David Emmanuel, a factory worker, said he saw two truck loads of bodies being driven along Kano streets on Wednesday night and counted at least 30 corpses in the street.
Two Reuters correspondents have seen another 35 bodies, most of them burned or mutilated with knives.
"Hundreds of people were killed," said Mark Amani, a leader of minority Christians originating from nearby Kaduna state.
"Some corpses were burned in wells. Even little children were killed. The bodies of pregnant women were ripped open and their bodies burned."
Thousands of Christians who fled their homes across the city took refuge in police barracks.
Nigerian authorities routinely underestimate death tolls from religious violence in the belief the true figures could spark reprisal attacks.
Heavy security was visible in other main cities across the oil exporting nation to prevent the violence spreading.
The government gave security forces in Kano the order to shoot rioters on sight on Wednesday, and a group of Muslims complained that police had shot innocent civilians.
The Kano riot erupted after hundreds of Muslims were killed by Christians in the remote farming town of Yelwa in central Nigeria 10 days ago.

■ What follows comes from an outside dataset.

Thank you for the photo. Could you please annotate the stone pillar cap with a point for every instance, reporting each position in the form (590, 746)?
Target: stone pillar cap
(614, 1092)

Rival tribes of Christians and Muslims have been fighting tit-for-tat battles for control of the fertile farmland in Plateau state for three months, killing at least 350 people. But the scale of the conflict escalated last week when heavily armed Christians, who are in a majority in Plateau state, invaded Yelwa. Local Muslim leaders said they buried 630 bodies after the attack, but police spoke only of hundreds dead.
President Olusegun Obasanjo went to central Nigeria on Thursday to review the crisis. He argued in public with religious leaders in Plateau state when they questioned the government's will to resolve the crisis.